HS Projects presented a group of works by acclaimed British artist Tania Kovats. Kovats is renowned for producing sculptures, large scale installations and temporal works which explore our experience and understanding of landscape, and finds in the natural world both her subject and material. She approaches the natural environment both in terms of identifiable places – sites that can be mapped, named, inhabited and scrutinised – and as matter with properties that can be subjected to external forces and potential transformations.

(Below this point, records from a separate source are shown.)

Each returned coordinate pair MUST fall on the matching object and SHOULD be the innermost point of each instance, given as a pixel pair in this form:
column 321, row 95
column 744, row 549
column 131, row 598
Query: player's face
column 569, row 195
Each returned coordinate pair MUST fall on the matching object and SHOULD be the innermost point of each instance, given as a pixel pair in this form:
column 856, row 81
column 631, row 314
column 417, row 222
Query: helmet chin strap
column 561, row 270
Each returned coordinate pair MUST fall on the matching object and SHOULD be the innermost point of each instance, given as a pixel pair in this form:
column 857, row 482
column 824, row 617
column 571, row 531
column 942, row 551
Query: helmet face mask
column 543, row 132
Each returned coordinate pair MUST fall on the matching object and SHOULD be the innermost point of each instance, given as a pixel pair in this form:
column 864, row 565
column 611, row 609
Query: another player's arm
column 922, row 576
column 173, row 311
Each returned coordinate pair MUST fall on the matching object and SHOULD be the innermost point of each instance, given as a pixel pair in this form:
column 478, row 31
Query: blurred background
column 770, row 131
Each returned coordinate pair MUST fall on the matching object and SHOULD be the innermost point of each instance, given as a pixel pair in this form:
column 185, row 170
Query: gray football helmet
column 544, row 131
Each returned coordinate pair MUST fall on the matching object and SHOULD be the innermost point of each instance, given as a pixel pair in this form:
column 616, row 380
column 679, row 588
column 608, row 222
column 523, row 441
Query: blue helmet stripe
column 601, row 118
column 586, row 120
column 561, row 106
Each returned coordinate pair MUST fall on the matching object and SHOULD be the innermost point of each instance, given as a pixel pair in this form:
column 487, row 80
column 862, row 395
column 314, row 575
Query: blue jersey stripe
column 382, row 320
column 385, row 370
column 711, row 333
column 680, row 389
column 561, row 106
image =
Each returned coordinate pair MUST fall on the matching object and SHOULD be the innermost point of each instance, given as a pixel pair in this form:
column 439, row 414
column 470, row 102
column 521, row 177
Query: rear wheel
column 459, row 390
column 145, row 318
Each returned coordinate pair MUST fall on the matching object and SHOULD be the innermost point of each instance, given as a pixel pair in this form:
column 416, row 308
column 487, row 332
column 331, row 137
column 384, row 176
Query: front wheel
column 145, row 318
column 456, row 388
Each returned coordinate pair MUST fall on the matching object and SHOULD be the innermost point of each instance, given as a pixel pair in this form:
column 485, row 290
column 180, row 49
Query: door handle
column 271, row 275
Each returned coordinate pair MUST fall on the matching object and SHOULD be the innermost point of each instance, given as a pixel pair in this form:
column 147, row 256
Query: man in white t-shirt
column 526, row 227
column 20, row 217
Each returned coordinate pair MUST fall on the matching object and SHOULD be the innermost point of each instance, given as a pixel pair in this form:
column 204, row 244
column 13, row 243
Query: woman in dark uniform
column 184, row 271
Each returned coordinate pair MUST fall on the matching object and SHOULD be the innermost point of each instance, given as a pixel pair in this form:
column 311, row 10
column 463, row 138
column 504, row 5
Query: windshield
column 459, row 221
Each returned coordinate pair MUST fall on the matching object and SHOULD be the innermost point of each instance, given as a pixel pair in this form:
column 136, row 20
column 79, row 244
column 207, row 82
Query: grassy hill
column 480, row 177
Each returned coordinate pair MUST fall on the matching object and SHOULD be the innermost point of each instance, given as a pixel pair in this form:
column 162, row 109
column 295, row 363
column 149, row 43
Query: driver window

Kovats’ barnacle-encrusted ‘Colony’, 2009 developed from her 2009 residency in the Galapagos Islands. Fascinated by barnacles as creatures that dwell – both literally and figuratively – in the spaces between sea and land, rock and animal, and liquid and solid, the artist also discovered, within their capacity to self-generate and form colonies, a metaphor for the rapid social, urban, and ecological developments occurring on Galapagos.

Kovats’ ‘Tilted’, 2002 exposes the artist’s keen interest in the rugged drama of coastal landscapes. Contained within the exposed rock cliff faces, are turbulent geological forces, which cut a stark line between light and dark, interior and exterior. By embedding the cliff within the architecture of a modernist plinth, Kovats uses an element of the landscape to attack the solidity of the white cube, subjecting it to the forces by which it was created. This ‘tilted’ cliff, as a boundary between land and sea, alludes to Kovats’ interest in oceans, a topic that comes to preoccupy much of her later work.

In her series of ‘Schist’, 2001 sculptures, Kovats’ use of wax, a material that is both responsive and malleable, allows for works that ooze and sweat, stretching in ways that result in physical abnormalities. Exhibited at a height at which they can be closely studied, Kovats encourages the eye to follow the layers of wax as they ripple and undulate, as well as the flakes of glitter which intersperse the coloured folds. On viewing these metamorphic sculptures, one becomes aware of Kovats’ exploration of both the artificial and the organic. To make these works, Kovats used ‘Mountain’, 2001, the design of which she based on a machine invented around 1900. Kovats poured colours of molten wax into the machine, allowing it to cool and set into sedimentary layers. She subsequently placed lead shot on top of the strata to act like a gravitational force to contain the layers, so that when she turned the mechanism’s handle, the piston, moving forward with a force like a tectonic plate, compressed the wax into hulking folds and ripples.

‘Tilted’ was at 5 Howick Place from March to October 2015.